By default, LlamaStudio restricts agent tools (like reading, writing, and listing files) to the repository directory to prevent accidental path traversals. 

If you want to grant your model more control (e.g., to act as a system embodiment or write to external directories), you can customize these boundaries by placing a `.env` file in the root directory:

* **Broaden the Sandbox Root** (e.g., allow the agent access to your entire home directory):
  ```ini
  LLAMASTUDIO_WORKSPACE_ROOT=/home/username
  ```
* **Completely Disable Sandboxing** (gives the agent full filesystem control based on the running process's permissions):
  ```ini
  LLAMASTUDIO_DISABLE_SANDBOX=true
  ```

Restart or reload the backend (`lls reload`) after modifying the `.env` file to apply changes.

---

## 🧪 Testing Suite

LlamaStudio features both standard unit tests and comprehensive GGUF integration tests.

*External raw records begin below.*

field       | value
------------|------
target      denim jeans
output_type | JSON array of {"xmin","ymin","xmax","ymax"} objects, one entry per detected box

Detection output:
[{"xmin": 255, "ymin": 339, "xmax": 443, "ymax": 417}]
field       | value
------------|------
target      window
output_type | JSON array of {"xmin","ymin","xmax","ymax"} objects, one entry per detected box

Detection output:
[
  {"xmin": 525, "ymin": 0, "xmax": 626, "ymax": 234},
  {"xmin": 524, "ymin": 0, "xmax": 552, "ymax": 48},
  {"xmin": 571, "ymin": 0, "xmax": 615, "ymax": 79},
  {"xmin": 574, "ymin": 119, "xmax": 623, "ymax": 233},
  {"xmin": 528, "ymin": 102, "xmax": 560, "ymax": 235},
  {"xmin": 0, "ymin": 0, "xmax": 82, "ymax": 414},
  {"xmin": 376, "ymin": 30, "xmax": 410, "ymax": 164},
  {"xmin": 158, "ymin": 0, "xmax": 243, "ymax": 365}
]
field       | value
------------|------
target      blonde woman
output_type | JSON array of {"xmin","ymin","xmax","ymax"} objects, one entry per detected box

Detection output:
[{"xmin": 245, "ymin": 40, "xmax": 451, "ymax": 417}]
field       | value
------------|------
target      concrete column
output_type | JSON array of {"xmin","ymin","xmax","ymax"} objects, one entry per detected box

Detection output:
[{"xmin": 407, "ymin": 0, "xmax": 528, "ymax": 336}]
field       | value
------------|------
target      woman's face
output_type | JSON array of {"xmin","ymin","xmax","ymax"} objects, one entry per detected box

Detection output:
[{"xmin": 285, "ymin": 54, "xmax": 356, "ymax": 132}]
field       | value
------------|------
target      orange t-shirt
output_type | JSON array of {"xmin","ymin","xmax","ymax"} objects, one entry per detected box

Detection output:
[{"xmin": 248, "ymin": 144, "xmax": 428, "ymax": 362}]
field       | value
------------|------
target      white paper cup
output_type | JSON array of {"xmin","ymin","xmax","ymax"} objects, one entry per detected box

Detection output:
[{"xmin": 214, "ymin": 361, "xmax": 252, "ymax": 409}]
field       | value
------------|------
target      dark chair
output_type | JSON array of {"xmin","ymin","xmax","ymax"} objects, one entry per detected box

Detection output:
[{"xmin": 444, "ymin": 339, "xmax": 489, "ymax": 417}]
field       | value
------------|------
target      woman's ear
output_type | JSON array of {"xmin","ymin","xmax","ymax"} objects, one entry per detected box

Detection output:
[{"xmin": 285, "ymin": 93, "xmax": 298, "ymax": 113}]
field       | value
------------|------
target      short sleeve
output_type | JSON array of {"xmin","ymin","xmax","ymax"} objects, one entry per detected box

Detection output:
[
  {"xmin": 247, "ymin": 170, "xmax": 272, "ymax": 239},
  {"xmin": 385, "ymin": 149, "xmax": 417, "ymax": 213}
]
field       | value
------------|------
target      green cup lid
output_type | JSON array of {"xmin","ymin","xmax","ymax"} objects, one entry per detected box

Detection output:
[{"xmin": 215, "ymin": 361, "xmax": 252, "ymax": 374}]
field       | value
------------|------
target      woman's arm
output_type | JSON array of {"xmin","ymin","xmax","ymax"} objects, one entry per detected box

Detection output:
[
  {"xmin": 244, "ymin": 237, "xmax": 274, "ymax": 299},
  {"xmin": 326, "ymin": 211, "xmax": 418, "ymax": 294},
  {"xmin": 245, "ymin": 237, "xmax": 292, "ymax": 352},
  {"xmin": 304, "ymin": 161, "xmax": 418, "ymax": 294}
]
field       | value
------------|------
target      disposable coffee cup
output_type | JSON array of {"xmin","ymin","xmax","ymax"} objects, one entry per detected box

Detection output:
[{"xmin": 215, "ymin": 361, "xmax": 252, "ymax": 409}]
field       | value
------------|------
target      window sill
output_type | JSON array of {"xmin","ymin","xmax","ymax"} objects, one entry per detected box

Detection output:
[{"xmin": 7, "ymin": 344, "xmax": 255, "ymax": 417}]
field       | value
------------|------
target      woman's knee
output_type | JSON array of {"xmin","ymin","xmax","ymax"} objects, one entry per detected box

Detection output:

### 1. Standard Unit Tests
Verify local installation and confirm backend routing, regex parsing, and sandboxing safety behaviors by running our mock-based test suite:
```bash
python -m unittest discover tests
```

### 2. GGUF Model Integration Tests
For local environments containing active GPUs and downloaded models, you can run the full multi-model GGUF tool-calling integration suite to verify real-time execution robustness across various chat templates:
```bash
# Run GGUF model integration tests locally
./tests/test_all.sh
```
*(These tests are automatically skipped in standard CI/CD environments and default `pytest` runs using `@pytest.mark.skipif` to keep pipeline checks fast.)*

---

## 🏗️ Project Structure

```
LlamaStudio/
├── start.py               # Main entrypoint (starts FastAPI + opens browser)
├── pyproject.toml         # Package metadata, CLI entrypoint, and dependencies
├── llamastudio.desktop    # GNOME/Linux desktop launcher metadata
├── llamastudio.svg        # Custom application vector icon
├── app/
│   ├── config.py          # Settings & dynamic path configurations
│   ├── main.py            # FastAPI backend endpoints & routing
│   ├── chat.py            # Conversations registry, templates & chat streaming
│   ├── downloader.py      # Async background download manager (chunked writes)
│   ├── model_manager.py   # Scans local paths and Hugging Face Hub
│   ├── server_manager.py  # llama-server subprocess process lifecycle controller
│   ├── logger.py          # Centralized logger
│   ├── tools.py           # Sandboxed local workspace tools for LLM agent use
│   └── templates/
│       └── index.html     # Interactive HTMX frontend interface
├── tests/
│   └── test_downloader.py # Comprehensive mocked test cases (100% passing)
└── imgs/
    ├── chat_interface.png # Screenshot: Main Chat interface
    ├── model_settings.png # Screenshot: Model explorer & settings
    └── discover_models.png# Screenshot: HF Discover & Downloader panel
```

---

## 📄 License

LLamaStudio is open-source software licensed under the [MIT License](LICENSE).